Oil production likewise results in plenty of pollution besides carbon dioxide emissions.  The damage from major oil spills including the 2010 Deepwater Horizon and the 1989 Exxon Valdez spill has been well documented.  Refining crude oil into its component products also results in air and water pollution.  While a portion of petroleum products are converted into petrochemicals, approximately 80% is manufactured into products that will be burned as fuel.  Most of that will end up as gasoline to fuel motor vehicles.  Motor vehicles contribute carbon monoxide, nitrous oxides and smog-inducing volatile organic compounds to the air along with tons of carbon dioxide. 

What about natural gas?  It’s been touted as a transition fuel – as a less polluting substitute for burning coal to produce electricity.  It is true that burning natural gas releases carbon dioxide and little else to the atmosphere.  The CO₂ emitted from burning natural gas is about half the amount emitted from burning coal.  However, a recent study conducted by Stanford University, MIT and the Department of Energy’s National Renewable Energy Laboratory concluded that methane leaks associated with its production and transportation may be negating any environmental benefits obtained by switching from oil and coal to natural gas.  This is because methane, the chief component of natural gas, has 30 times the heat trapping potential of CO₂.  Also, much of the natural gas today is being extracted from deep shale formations using the controversial method of hydraulic fracturing or “fracking."  Opponents of fracking cite instances of methane migration into groundwater supplies and express concerns about what happens to the hazardous chemicals injected into the ground during the fracking process.  They see these and other negative environmental impacts as reasons to ban this relatively new method or to at least argue for a moratorium on its use until fracking's  risks are better understood.

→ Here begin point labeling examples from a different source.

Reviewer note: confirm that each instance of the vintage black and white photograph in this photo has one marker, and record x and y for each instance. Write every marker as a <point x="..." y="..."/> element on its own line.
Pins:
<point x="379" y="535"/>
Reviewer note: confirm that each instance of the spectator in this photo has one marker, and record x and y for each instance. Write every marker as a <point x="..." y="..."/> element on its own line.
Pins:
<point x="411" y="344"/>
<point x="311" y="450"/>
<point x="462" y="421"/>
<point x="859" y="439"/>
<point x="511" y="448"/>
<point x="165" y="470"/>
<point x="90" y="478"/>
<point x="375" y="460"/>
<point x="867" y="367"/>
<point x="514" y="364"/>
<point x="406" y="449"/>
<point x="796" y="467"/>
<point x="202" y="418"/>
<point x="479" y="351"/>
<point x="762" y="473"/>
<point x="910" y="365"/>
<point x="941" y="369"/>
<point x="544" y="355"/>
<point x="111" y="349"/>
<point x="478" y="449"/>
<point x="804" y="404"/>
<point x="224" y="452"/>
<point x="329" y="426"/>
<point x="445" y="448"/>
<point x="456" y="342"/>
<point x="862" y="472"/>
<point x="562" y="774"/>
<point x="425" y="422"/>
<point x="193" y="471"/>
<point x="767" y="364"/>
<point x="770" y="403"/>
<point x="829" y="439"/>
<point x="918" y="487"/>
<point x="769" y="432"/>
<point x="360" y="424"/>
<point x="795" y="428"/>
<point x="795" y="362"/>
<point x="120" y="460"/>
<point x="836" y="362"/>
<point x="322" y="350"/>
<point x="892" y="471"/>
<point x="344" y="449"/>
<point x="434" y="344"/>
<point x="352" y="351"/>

Overall, the burning of coal, oil and natural gas accounts for 67% of the energy currently produced in the U.S.  Only about 12% of America's energy needs are met by using renewable sources such as wind, water, solar and biomass.  Another 19% is produced using nuclear power.  

So what about nukes?  They are powered by nuclear fission – the splitting of atoms from radioactive material.  It is true that nuclear power plants do not produce greenhouse gases, but increasing their use to generate our power carries its own set of risks.  Since being put into commercial use, there have been at least three well publicized disasters involving nuclear power plants – Three Mile Island (1979), Chernobyl (1986) and Fukushima (2011).  In addition to those major accidents, there have been many smaller instances of things going wrong at nuclear plants around the world.

 

So can renewables meet the future energy needs in the United States?  Some would say it’s possible.  As an example, nearly half of Sweden's  power needs are being met with energy generated from renewable sources.  Various legislative actions, including a carbon tax, have driven down that nation’s reliance on fossil fuels; currently only about 30% of Sweden’s energy is derived from burning them.  But the U.S. is a bit different than Sweden. It has over 300 million more people and a much larger area. 

So if renewables are not the complete answer, is there a power source that can take the dominant place of fossil fuels in the U.S.?  For decades scientists have held out the promise of nuclear fusion as a cheap, non-polluting source to power our electric generating plants.  Rather than splitting atoms, fusion releases heat and energy by combining them.  Our sun and the stars are powered by the fusion of hydrogen atoms under intense heat and pressure which creates helium as a by-product.  The hydrogen to power fusion on earth could be obtained from cheap, abundant seawater.  Unlike fossil fuels, fusion produces no greenhouse gases or other atmospheric pollutants.  And unlike current nuclear plants that rely on fission, fusion does not produce large amounts of dangerous radioactive wastes that need to be safely stored for thousands of years.

Fusion indirectly provides power to us when we utilize solar panels to generate electricity.  It also indirectly supplies power via the prehistoric vegetation that was formed into the fossil fuels we extract and burn today.  Man has learned to use fusion to release massive amounts of power for destructive purposes.  Thermonuclear weapons like the hydrogen bomb use fusion triggered by a smaller fission-based nuclear explosion to create a destructive force 1,000 times more powerful than atomic (fission) bombs.  However, the creation of a sustained fusion reaction to meet peacetime energy needs has been a bit more difficult to achieve. 

Nevertheless, there has been some recent, significant progress toward the use of fusion as an energy source.  In my next post I will take a look at that progress and discuss whether the problems created by burning fossil fuels to supply energy over the past 200 years might be solved by using nuclear fusion over the next 200 years.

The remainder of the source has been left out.